X = tfidf_matrix.toarray()
kmeans = KMeans(n_clusters=n_components, random_state=42).fit(X)
means = kmeans.cluster_centers_
covariances = np.var(X, axis=0) + 1e-6
weights = np.full(n_components, 1 / n_components)
log_likelihood = 0
for iteration in range(max_iter):
# E-step
log_prob = np.zeros((n_samples, n_components))
for k in range(n_components):
diff = X - means[k]
exponent = -0.5 * np.sum((diff ** 2) / covariances, axis=1)
log_prob[:, k] = np.log(weights[k] + 1e-10) - 0.5 * np.sum(np.log(2 * np.pi * covariances)) + exponent
log_prob_norm = logsumexp(log_prob, axis=1)
responsibilities = np.exp(log_prob - log_prob_norm[:, np.newaxis])
# M-step
Nk = responsibilities.sum(axis=0)
weights = Nk / n_samples
means = (responsibilities.T @ X) / Nk[:, np.newaxis]
covariances = (responsibilities.T @ (X ** 2)) / Nk - means ** 2
covariances = np.maximum(covariances, 1e-6)
# Check for convergence
new_log_likelihood = np.sum(log_prob_norm)

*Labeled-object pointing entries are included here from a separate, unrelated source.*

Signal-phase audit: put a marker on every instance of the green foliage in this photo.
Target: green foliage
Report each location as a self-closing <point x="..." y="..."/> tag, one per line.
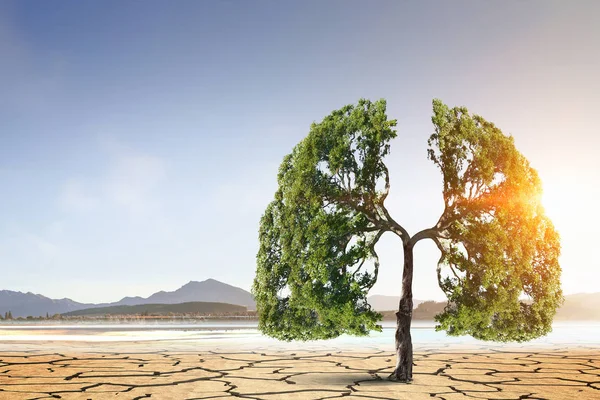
<point x="317" y="237"/>
<point x="499" y="265"/>
<point x="500" y="251"/>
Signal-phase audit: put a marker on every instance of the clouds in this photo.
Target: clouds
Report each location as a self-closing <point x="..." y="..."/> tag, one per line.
<point x="130" y="182"/>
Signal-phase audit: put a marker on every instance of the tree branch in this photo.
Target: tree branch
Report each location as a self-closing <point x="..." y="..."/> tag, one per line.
<point x="430" y="233"/>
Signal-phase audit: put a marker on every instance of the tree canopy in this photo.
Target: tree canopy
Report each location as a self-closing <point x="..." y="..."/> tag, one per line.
<point x="317" y="260"/>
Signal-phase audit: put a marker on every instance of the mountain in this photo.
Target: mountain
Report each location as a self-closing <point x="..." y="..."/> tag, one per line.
<point x="387" y="303"/>
<point x="196" y="307"/>
<point x="25" y="304"/>
<point x="209" y="290"/>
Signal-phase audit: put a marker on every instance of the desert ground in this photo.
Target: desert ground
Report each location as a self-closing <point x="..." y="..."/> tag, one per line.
<point x="139" y="370"/>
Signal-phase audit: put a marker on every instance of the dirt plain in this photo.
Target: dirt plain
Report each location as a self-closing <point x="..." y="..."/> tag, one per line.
<point x="138" y="371"/>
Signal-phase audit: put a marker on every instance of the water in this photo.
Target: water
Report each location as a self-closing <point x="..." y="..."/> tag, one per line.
<point x="246" y="333"/>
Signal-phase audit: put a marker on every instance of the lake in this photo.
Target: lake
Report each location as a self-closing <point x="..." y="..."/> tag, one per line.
<point x="245" y="334"/>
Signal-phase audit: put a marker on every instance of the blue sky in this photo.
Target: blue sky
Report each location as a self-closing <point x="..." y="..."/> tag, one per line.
<point x="139" y="141"/>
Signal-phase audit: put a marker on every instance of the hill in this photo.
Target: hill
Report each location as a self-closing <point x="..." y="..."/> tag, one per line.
<point x="209" y="290"/>
<point x="197" y="307"/>
<point x="25" y="304"/>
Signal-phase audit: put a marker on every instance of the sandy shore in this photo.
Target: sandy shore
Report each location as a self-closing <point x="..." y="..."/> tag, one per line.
<point x="137" y="371"/>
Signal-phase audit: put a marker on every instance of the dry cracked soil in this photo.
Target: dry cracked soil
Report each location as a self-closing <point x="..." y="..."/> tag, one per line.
<point x="285" y="374"/>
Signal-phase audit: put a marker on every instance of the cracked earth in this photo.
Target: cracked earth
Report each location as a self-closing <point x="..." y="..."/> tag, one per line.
<point x="285" y="374"/>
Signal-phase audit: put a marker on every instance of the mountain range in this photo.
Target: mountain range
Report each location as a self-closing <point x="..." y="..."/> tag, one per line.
<point x="25" y="304"/>
<point x="583" y="306"/>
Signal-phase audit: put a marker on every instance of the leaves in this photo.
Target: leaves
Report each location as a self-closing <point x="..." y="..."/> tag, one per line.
<point x="499" y="249"/>
<point x="317" y="260"/>
<point x="317" y="237"/>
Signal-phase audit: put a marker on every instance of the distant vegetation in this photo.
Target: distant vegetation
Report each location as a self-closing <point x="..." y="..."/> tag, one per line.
<point x="191" y="308"/>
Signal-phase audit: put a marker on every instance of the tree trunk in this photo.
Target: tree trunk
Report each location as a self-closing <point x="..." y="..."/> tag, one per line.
<point x="404" y="354"/>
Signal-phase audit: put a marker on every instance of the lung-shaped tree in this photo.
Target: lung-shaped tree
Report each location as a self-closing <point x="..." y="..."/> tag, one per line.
<point x="317" y="260"/>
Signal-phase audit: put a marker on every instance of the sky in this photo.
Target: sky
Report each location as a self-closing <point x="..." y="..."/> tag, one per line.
<point x="140" y="141"/>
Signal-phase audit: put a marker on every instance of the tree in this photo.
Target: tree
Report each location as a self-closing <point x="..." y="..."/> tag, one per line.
<point x="317" y="260"/>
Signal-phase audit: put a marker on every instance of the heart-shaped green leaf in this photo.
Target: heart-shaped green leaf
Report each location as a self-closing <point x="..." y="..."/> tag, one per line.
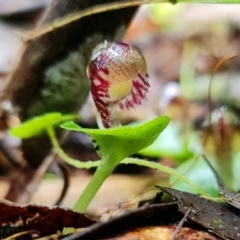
<point x="123" y="141"/>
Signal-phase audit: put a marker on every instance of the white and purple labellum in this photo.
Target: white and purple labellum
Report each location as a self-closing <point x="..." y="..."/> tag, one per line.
<point x="118" y="75"/>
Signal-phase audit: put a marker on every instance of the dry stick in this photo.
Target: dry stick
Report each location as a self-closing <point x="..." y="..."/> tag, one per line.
<point x="90" y="11"/>
<point x="21" y="234"/>
<point x="177" y="230"/>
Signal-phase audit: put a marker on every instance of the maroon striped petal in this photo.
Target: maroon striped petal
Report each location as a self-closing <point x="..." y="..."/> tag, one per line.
<point x="118" y="75"/>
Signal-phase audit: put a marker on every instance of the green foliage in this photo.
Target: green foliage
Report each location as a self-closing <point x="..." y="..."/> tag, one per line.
<point x="37" y="125"/>
<point x="197" y="172"/>
<point x="114" y="145"/>
<point x="122" y="142"/>
<point x="170" y="144"/>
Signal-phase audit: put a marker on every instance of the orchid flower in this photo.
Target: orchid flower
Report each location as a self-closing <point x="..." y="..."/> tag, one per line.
<point x="118" y="75"/>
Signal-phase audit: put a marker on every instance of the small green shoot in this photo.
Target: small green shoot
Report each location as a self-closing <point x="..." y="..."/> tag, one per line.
<point x="38" y="125"/>
<point x="113" y="146"/>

if np.abs(new_log_likelihood - log_likelihood) < tol:
break
log_likelihood = new_log_likelihood
labels = np.argmax(responsibilities, axis=1)
return labels
The results with GMMs were the best so far, with more distinct and meaningful clusters:
Rendering Thousands of Points
To show all the messages at once, I needed a frontend that wouldn't slow down with tens of thousands of points. I used an HTML canvas and a bit of D3 for zooming and panning. Canvas is more efficient than creating individual SVG elements, so it runs smoothly even at this scale. I also created a color palette, then used interpolation to expand it to more clusters. After that, I wrote a small seeded random function to shuffle the color list, so clusters that are similar don't get placed next to each other. I also added a highlight feature: clicking on a point dims all the other clusters, making it easier to focus on that one cluster alone. Finally, I added hover tooltips to show each message's text, author, and timestamp. This setup made it simple to explore the entire history without lag.

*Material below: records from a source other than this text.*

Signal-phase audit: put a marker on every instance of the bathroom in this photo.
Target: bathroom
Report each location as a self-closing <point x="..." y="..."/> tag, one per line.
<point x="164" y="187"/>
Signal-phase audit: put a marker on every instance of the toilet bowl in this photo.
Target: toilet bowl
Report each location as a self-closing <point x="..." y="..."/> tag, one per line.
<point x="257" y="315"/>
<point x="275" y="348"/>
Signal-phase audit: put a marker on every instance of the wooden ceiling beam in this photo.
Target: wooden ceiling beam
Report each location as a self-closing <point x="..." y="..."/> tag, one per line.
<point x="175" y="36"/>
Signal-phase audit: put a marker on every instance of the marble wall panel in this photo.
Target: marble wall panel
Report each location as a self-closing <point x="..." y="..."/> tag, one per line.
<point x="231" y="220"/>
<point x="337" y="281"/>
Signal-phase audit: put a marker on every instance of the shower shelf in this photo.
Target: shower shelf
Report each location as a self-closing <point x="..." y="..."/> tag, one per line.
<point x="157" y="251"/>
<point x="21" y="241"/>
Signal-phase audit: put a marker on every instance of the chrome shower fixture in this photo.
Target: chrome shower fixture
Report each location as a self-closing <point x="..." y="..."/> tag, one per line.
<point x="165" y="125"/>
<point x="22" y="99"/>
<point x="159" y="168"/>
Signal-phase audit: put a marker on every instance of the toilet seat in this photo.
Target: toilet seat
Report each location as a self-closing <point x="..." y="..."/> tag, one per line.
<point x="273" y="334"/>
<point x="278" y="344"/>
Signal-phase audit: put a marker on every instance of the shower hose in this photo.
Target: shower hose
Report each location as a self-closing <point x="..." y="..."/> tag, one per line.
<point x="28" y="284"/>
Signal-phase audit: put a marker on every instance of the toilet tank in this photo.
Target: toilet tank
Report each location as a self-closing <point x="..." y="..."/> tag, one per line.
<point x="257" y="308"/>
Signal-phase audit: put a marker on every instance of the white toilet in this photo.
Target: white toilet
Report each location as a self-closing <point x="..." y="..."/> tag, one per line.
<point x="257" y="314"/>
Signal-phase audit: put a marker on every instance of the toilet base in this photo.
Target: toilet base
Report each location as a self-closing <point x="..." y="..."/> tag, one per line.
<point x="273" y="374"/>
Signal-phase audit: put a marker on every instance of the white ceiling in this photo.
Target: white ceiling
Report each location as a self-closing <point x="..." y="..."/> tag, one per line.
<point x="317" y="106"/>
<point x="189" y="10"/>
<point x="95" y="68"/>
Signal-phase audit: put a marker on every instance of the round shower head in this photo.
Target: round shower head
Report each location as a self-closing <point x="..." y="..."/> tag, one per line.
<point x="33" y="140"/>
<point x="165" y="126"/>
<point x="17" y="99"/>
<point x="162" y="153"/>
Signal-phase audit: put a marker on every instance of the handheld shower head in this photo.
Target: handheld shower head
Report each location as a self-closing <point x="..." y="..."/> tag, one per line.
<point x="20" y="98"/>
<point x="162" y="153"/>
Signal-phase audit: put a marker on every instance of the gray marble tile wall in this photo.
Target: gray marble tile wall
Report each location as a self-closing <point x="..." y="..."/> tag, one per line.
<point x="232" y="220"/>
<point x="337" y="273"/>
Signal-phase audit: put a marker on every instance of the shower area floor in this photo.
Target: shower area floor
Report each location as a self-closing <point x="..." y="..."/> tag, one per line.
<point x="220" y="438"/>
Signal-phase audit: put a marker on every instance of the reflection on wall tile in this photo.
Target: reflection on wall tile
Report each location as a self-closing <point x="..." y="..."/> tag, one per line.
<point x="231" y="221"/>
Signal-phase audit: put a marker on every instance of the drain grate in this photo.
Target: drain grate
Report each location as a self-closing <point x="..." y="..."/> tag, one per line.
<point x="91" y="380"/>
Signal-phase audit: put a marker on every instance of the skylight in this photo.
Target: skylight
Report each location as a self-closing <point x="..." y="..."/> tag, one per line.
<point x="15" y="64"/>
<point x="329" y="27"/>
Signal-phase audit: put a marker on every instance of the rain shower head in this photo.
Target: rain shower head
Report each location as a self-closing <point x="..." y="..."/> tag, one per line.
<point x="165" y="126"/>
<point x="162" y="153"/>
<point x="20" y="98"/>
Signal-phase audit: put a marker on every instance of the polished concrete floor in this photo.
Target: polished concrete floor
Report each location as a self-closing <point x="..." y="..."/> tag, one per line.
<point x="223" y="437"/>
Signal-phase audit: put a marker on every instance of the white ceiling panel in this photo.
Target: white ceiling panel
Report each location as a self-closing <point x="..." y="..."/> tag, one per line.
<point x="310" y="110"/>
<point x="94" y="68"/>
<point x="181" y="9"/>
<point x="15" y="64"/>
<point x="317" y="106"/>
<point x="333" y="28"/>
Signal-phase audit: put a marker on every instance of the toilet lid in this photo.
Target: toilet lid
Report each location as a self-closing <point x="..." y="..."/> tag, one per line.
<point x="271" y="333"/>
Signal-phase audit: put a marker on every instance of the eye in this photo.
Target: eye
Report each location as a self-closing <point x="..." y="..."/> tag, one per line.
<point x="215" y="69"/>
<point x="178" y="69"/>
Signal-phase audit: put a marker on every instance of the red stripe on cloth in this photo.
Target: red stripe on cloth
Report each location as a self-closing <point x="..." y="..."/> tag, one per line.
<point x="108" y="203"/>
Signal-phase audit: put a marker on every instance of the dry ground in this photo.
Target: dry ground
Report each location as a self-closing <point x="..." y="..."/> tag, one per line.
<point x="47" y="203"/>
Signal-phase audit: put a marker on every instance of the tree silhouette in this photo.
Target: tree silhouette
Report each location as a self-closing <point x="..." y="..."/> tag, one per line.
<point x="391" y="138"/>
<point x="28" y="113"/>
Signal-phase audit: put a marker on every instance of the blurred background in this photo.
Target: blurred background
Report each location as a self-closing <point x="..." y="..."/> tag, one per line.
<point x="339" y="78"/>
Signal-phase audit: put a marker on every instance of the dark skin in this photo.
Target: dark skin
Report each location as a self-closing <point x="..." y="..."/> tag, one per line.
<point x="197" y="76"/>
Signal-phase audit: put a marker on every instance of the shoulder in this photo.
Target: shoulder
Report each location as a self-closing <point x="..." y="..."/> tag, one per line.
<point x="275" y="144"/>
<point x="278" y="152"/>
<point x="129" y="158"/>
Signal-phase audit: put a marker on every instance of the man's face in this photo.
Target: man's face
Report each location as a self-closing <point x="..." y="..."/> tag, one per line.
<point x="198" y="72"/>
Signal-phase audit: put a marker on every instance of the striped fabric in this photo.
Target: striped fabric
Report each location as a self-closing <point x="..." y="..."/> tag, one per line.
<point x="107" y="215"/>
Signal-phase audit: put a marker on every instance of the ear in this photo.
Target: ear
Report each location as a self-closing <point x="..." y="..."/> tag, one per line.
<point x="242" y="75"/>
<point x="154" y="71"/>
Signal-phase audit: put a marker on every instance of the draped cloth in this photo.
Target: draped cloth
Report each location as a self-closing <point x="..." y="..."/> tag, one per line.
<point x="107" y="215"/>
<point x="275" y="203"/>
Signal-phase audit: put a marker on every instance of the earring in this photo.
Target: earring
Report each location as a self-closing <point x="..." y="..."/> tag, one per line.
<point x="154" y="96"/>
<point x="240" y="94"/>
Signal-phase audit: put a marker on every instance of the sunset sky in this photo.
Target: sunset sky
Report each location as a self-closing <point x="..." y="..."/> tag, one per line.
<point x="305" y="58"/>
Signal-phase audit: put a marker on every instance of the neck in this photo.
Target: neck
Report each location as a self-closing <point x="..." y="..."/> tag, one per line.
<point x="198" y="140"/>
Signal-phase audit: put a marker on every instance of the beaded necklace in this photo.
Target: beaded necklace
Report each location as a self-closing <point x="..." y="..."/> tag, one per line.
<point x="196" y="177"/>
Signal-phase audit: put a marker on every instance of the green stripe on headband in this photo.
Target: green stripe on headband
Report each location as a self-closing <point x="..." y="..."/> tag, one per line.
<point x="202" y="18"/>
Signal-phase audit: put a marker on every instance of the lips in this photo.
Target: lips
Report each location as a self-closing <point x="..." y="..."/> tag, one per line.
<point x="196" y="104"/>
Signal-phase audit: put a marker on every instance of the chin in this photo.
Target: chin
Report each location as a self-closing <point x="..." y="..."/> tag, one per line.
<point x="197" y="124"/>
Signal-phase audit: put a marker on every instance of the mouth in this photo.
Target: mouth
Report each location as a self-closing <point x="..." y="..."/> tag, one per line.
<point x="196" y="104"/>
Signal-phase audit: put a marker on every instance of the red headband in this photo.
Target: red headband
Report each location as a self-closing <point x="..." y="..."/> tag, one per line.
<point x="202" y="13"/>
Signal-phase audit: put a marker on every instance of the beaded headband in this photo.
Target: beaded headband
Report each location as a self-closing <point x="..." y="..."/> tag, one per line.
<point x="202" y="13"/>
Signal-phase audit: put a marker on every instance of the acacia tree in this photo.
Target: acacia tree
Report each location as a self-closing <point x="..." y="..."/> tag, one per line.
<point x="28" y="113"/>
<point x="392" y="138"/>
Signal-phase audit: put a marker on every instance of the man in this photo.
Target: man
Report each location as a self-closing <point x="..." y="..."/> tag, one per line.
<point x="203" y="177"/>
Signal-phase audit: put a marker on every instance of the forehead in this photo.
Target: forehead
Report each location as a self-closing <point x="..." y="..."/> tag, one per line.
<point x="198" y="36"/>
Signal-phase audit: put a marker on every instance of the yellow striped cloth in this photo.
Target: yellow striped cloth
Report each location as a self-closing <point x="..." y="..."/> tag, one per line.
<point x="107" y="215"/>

Here's a small snippet from script.js that shows
how I set up the canvas and draw each point. I'm redrawing
everything on every zoom or pan event, which might sound
expensive, but in practice it performs well. Because I'm
using canvas, drawing tens of thousands of points remains
responsive.
const width = window.innerWidth;
const height = 800;
const pixelRatio = window.devicePixelRatio || 1;
const canvas = document.getElementById("chart");
canvas.width = width * pixelRatio;
canvas.height = height * pixelRatio;
canvas.style.width = width + "px";
canvas.style.height = height + "px";
const context = canvas.getContext("2d");
context.scale(pixelRatio, pixelRatio);
function drawPoints(data, transform) {
context.save();
context.clearRect(0, 0, width, height);
context.translate(transform.x, transform.y);
context.scale(transform.k, transform.k);
data.forEach(d => {
context.beginPath();
context.arc(xScale(d.x), yScale(d.y), 3 / transform.k, 0, 2 * Math.PI);
context.fillStyle = getColorForCluster(d.cluster_label);
context.fill();
});
context.restore();
}
// Called inside a zoom handler:
d3.select(canvas).call(d3.zoom().on("zoom", event => {
drawPoints(myData, event.transform);
}));
In this example, xScale and yScale
are standard D3 linear scales, and
getColorForCluster returns a color based on
cluster label. I also have a tooltip system that listens for
mouse events on the canvas to figure out which point I'm
hovering over. This way, I can click to highlight a cluster,
zoom in to examine smaller groups, and explore all the
messages with ease.
Cluster Highlights
With the canvas working, I had a lot of fun going through all the clusters. Some were straightforward, like the "Research" which contained all our messages about research. Some other clusters that caught my eye were "Bet," which I guess was a message we sent so frequently that it formed it's own cluster, and "Join", which just contained messages from my friend telling me to join our weekly calls over and over.
Conclusion
This project was a great way to revisit years of conversations with a friend and explore clustering techniques. While the results aren't perfect, they reveal clear patterns in our topics. All the code is available on GitHub. There's still room for improvement, but this was a fun start.